This repository contains the first stage of my solution for the 2017 Kaggle data science bowl (ranked in the top 3%). It consists in a 3d convnet for the classification of lung proposed tissue regions for nodules/tumor in lung CT scans. This classifier is then used to select proposed region in the DSB17 and increase the training signal for the cancerous/benign classification task.

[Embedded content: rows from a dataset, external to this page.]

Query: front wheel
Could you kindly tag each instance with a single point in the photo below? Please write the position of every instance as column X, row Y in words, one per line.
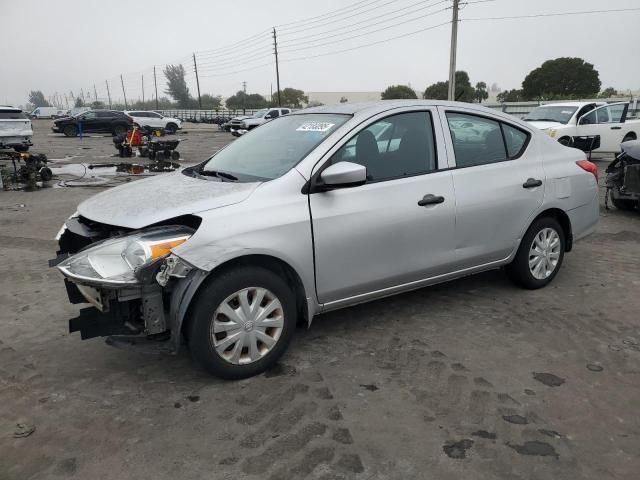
column 242, row 322
column 539, row 256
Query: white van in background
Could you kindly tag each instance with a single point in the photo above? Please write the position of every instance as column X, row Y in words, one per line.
column 48, row 112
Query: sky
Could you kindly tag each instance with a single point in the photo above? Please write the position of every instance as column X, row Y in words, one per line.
column 69, row 45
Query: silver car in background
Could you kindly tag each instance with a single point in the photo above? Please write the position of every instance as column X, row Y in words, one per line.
column 318, row 210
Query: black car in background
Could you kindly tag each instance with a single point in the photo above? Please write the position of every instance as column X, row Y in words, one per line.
column 94, row 121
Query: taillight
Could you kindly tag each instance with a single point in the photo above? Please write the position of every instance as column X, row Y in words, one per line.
column 588, row 166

The model was trained on the Luna16 dataset (https://luna16.grand-challenge.org/), and its objective is to classify lung ct scan cubes of size 64x64x64 as containing a nodule/potential tumor or not. This repository only contains the nodule classifier, not the remaining of the pipeline needed for predicting the probablity of a patient of having lung cancer.
Below is a representation of one full lung scan. The video goes down the z axis, from the neck to the abdomen. A yellow filter is overlayed on top of a potential tumor.
The Luna dataset contains some 1000 such scans. In order to build the training data for the tissue classifier, each one of these scan is diced into small 64x64x64 cubes. About 8000 cubes with positive samples are extracted, and the same number of negative examples are sampled at random from a total of 2 million cubes extracted from lung tissue in patients with no nodule. Below are two example of cubes from the positive class:
Heavy 3d data augmentation (shear, stretch, rotation, translation, axes flip) and batch normalization achieves 0.95 F1 score on a held out test set (90/10 split).